A list with 10 sample surveys with sample size 15 drawn from the MU284 dataset using a complex sampling design.

Format

A list with 10 data frames, each with 15 rows and 11 columns:

LABEL, ..., CL: Same as MU284 dataset
sample_weight: The sampling weight for the row

Details

The sampling design comes from Ex. 4.3.2 (pg 142-3) of 'Model Assisted Survey Sampling' by Sarndal, Swensson, and Wretman (2003, ISBN:0387406204).

The design is a two-stage sample:

stage I: the primary sampling units (PSUs) are the standard clusters from MU284; we take a simple random sample without replacement of n_I = 5 out of N_I = 50 of these
stage II: within each sampled PSU, we take a simple random sample without replacement of n_i = 3 out of N_i municipalities

MU284.estimator.fn

Description

Produce estimates from a simulated sample survey of the MU284 population. Used in package tests and examples.

Usage

MU284.estimator.fn(survey.data, weights)

Arguments

survey.data

the survey dataset

weights

a vector with the survey weights

Value

a data.frame with one row and two columns:

TS82.hat - the estimated total of S82
R.RMT85.P85.hat - the estimated ratio of RMT85 / P85

MU284.estimator.summary.fn

Description

Summarize results from MU284.estimator.fn() applied to many surveys. (This is a dummy function, used for tests)

Usage

MU284.estimator.summary.fn(res)

Arguments

res

a dataframe whose rows are the results of calling MU284.estimator.fn()

Value

the same dataframe

Simulated sample surveys drawn from the MU284 Population

Description

A list with 10 sample surveys with sample size 15 drawn from the MU284 dataset using simple random sampling with replacment.

Format

A list with 10 data frames, each with 15 rows and 11 columns:

LABEL, ..., CL: Same as MU284 dataset
sample_weight: The sampling weight for the row

bootstrap.estimates

Description

Use a given bootstrap method to estimate sampling uncertainty from a given estimator.

Usage

bootstrap.estimates(
  survey.data,
  survey.design,
  bootstrap.fn,
  estimator.fn,
  num.reps,
  weights = NULL,
  ...,
  summary.fn = NULL,
  verbose = TRUE,
  parallel = FALSE,
  paropts = NULL
)

Arguments

survey.data

The dataset to use

survey.design

A formula describing the design of the survey (see Details below)

bootstrap.fn

Name of the method to be used to take bootstrap resamples

estimator.fn

The name of a function which, given a dataset like survey.data and arguments in ..., will produce an estimate of interest

num.reps

The number of bootstrap replication samples to draw

weights

Weights to use in estimation (or NULL, if none)

...

additional arguments which will be passed on to estimator.fn

summary.fn

(Optional) Name of a function which, given the set of estimates produced by estimator.fn, summarizes them.

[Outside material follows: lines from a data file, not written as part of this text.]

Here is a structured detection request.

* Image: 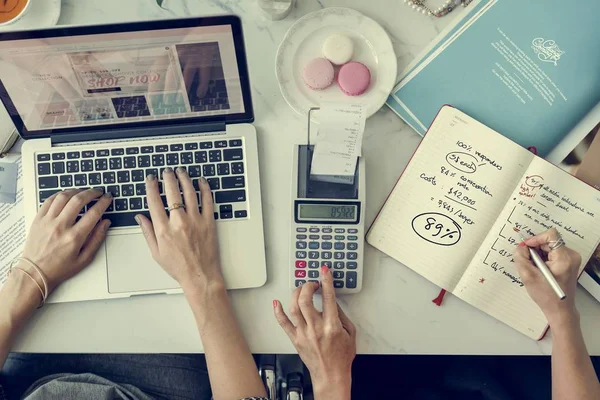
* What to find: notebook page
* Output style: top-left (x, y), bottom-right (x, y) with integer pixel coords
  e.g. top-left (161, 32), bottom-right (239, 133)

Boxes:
top-left (367, 106), bottom-right (533, 290)
top-left (454, 157), bottom-right (600, 339)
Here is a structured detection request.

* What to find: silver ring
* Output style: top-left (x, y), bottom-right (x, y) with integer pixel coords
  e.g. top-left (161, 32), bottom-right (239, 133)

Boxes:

If not specified, all of the estimates are returned in a list.

verbose

If TRUE, produce lots of feedback about what is going on

parallel

If TRUE, use the plyr library's .parallel argument to produce bootstrap resamples and estimates in parallel

paropts

If not NULL, additional arguments to pass along to the parallelization routine

Details

The formula describing the survey design should have the form ~ psu_v1 + psu_v2 + ... + strata(strata_v1 + strata_v2 + ...), where ⁠psu_v1, ...⁠ are the variables identifying primary sampling units (PSUs) and ⁠strata_v1, ...⁠ identifies the strata

Value

If summary.fn is not specified, then return the list of estimates produced by estimator.fn; if summary.fn is specified, then return its output

Examples


# example using a simple random sample

survey <- MU284.surveys[[1]]

estimator <- function(survey.data, weights) {
  plyr::summarise(survey.data,
                  T82.hat = sum(S82 * weights))
}

ex.mu284 <- bootstrap.estimates(
   survey.design = ~1,
   num.reps = 10,
   estimator.fn = estimator,
   weights='sample_weight',
   bootstrap.fn = 'srs.bootstrap.sample',
   survey.data=survey)

## Not run: 
idu.est <- bootstrap.estimates(
  ## this describes the sampling design of the
  ## survey; here, the PSUs are given by the
  ## variable cluster, and the strata are given
  ## by the variable region
  survey.design = ~ cluster + strata(region),
  ## the number of bootstrap resamples to obtain
  num.reps=1000,
  ## this is the name of the function
  ## we want to use to produce an estimate
  ## from each bootstrapped dataset
  estimator.fn="our.estimator",
  ## these are the sampling weights
  weights="indweight",
  ## this is the name of the type of bootstrap
  ## we wish to use
  bootstrap.fn="rescaled.bootstrap.sample",
  ## our dataset
  survey.data=example.survey,
  ## other parameters we need to pass
  ## to the estimator function
  d.hat.vals=d.hat,
  total.popn.size=tot.pop.size,
  y.vals="clients",
  missing="complete.obs")


## End(Not run)

Get a dataset from a chain

Description

Take the data for each member of the given chain and assemble it together in a dataset.

Usage

chain.data(chain)

Arguments

chain

The chain to build a dataset from

Value

A dataset comprised of all of the chain's members' data put together. The order of the rows in the dataset is not specified.

Get the size of a chain

Description

Count the total number of respondents in the chain and return it

Usage

chain.size(chain)

Arguments

chain

The chain object

Value

The number of respondents involved in the chain

Get all of the values of the given variable found among members of a chain

Description

Get all of the values of the given variable found among members of a chain

Usage

chain.vals(chain, qoi.var = "uid")

Arguments

chain

The chain to get values from

qoi.var

The name of the variable to get from each member of the chain

Value

A vector with all of the values of qoi.var found in this chain. (Currently, the order of the values in the vector is not guaranteed.)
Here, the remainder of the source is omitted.